Les agriculteurs souffrent de troubles spécifiques tels que la dépression, les maladies chroniques liées à l’exposition aux pesticides, les accidents du travail. Une des priorités de mon action sera de lutter contre les troubles psycho-sociaux et de mieux prévenir les risques de troubles psychiques dans l’ensemble de la société.
Mauvaises conditions de travail, traitement indignes des personnes âgées dans certaines EHPAD (maison de retraite), avez-vous des solutions ?
A.B. - Je suis très attentive à la situation de nos aînés. Les accompagner de manière digne et humaine est un enjeu de société majeur, et les conditions de vie comme les conditions de travail dans les EHPAD sont des sujets qui me préoccupent particulièrement. Je présenterai au second semestre 2018 un plan de prévention de la maltraitance dans les EHPAD, pour combattre les mauvais traitements que vous évoquez. La réforme de la tarification des EHPAD doit permettre de simplifier l’allocation des financements et donner davantage de transparence sur les tarifs et les coûts des EHPAD. Elle permettra également une meilleure répartition des fonds publics, au bénéfice des EHPAD les plus en difficulté.
Un retour à l’équilibre pour les comptes de la Sécurité sociale à l’horizon de 2020 est-il possible ?
A.B. - L’enjeu pour nous aujourd’hui est de sauvegarder notre modèle social et sanitaire, et pour cela nous devons tout mettre en œuvre pour assurer sa soutenabilité et son efficacité. Nous devons réfléchir à une meilleure organisation de la protection sociale et du système de soins, dans le souci de proposer un service performant sur l’ensemble du territoire. Parvenir à l’équilibre d’ici 2020 est un impératif pour que les Français retrouvent confiance dans ce modèle.
Quelle est votre position sur la crise migratoire ?
A.B. - En tant que ministre des solidarités et de la santé, mon rôle est de m’assurer que des dispositifs de solidarités et de santé publique sont capables de venir en aide à ceux qui en ont besoin, migrants ou pas. L’accueil des réfugiés est un impératif d’humanité qui ne doit pas empêcher un certain pragmatisme dans sa gestion.
Comprenez-vous que la campagne d’affichage visant à réduire la consommation d’alcool ait provoqué la colère des viticulteurs ?
A.B. - a campagne à laquelle vous faites référence a été lancée par l’Institut National du Cancer et parrainée par le Ministère des Solidarités et de la Santé. Elle vise à sensibiliser la population à la prévention des cancers « évitables », liés à des comportements à risques tels que le tabagisme ou la consommation d’alcool.
L'alcool est la deuxième cause évitable de mortalité par cancer après le tabac en France. Cela représente 15 000 décès par an.
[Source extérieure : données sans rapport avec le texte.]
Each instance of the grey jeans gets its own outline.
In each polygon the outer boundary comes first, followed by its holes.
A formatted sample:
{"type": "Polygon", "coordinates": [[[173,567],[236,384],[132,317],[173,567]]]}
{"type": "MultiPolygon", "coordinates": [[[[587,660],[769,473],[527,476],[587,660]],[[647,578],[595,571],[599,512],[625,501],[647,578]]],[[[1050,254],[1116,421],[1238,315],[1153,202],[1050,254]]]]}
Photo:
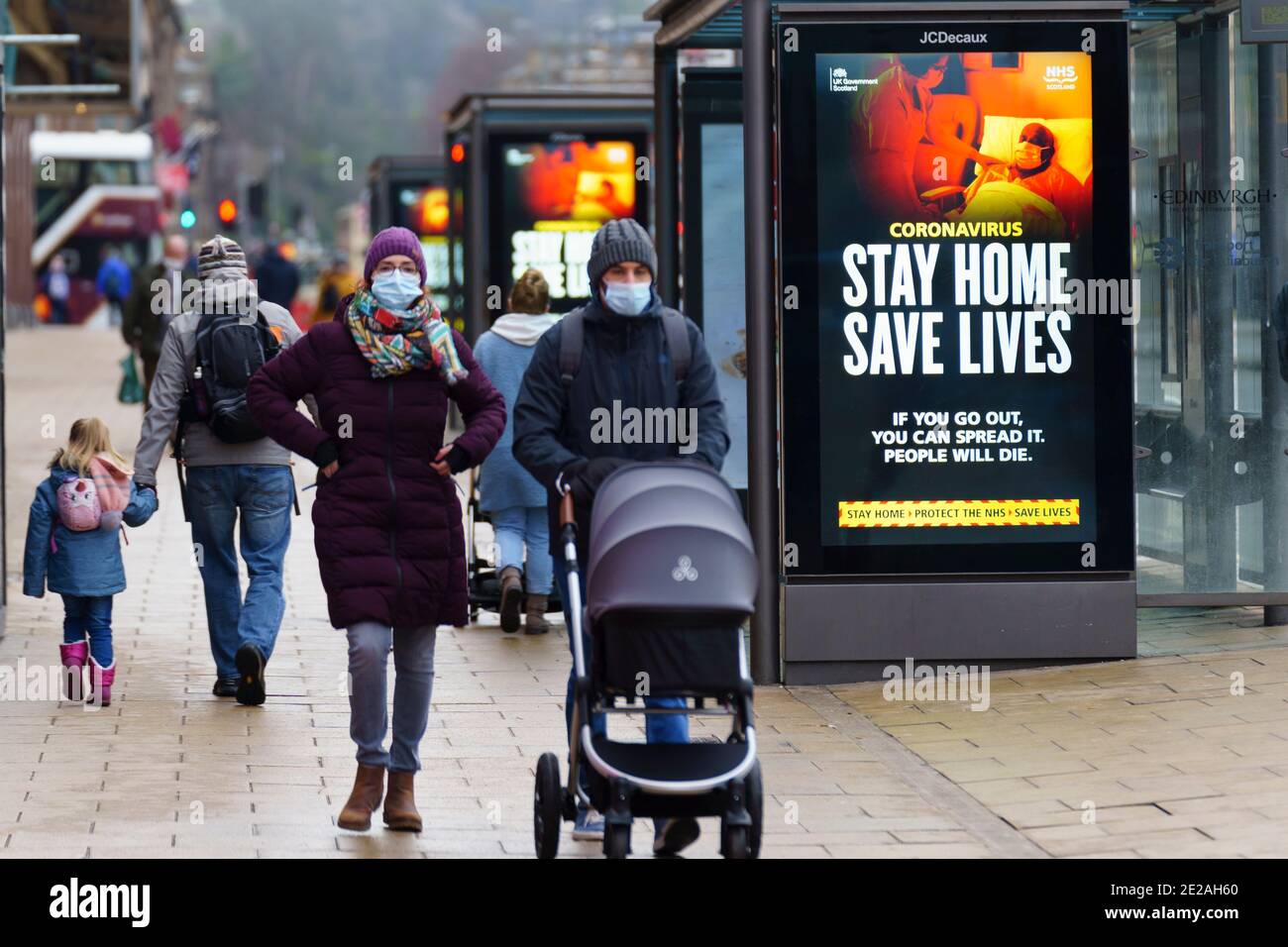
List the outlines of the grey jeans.
{"type": "Polygon", "coordinates": [[[395,627],[375,621],[349,626],[349,736],[358,763],[394,772],[420,769],[420,740],[434,691],[434,627],[395,627]],[[389,732],[389,651],[394,652],[394,738],[389,732]]]}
De nombreuses études scientifiques attestent que le risque de cancer apparait dès une consommation moyenne d’un verre par jour. Ce risque augmente proportionnellement à la quantité d’alcool consommée. Toute consommation régulière d’alcool, même à faible dose, représente donc un risque de cancer et c’est le rôle du ministère de la Santé de mener des actions de prévention et d’information sur ces risques.
Comme chaque français, je mesure la dimension culturelle riche et symbolique qui est celle du vin dans notre pays. Cette campagne n’était pas dirigée contre les vins ou les viticulteurs, mais a pour ambition de rappeler qu’une consommation régulière d’alcool favorise l’apparition de cancers évitables.
Quelques repères
Avec un père rescapé d’Auschwitz devenu chirurgien orthopédique, une mère psychologue et psychanalyste, Agnès Buzyn a choisi naturellement une carrière dans la santé. Ancienne interne des hôpitaux de Paris, elle est de 1992 à 2011responsable de l’Unité de soins intensifs d’hématologie adulte et de greffe de moelle à l’hôpital Necker. Parallèlement, durant son parcours de chercheuse, elle dirige de 2002 à 2006 une équipe de l’Inserm travaillant sur l’immunologie des tumeurs à l’Institut Cochin. Professeure des universités, elle a aussi exercé des responsabilités au sein d’agences de l’Etat en étant présidente de l’Institut de radioprotection et de sûreté nucléaire, mais aussi de l’Institut national du cancer. A près de 55 ans, de nouveaux défis l’attendent au Ministère des solidarités et de la santé.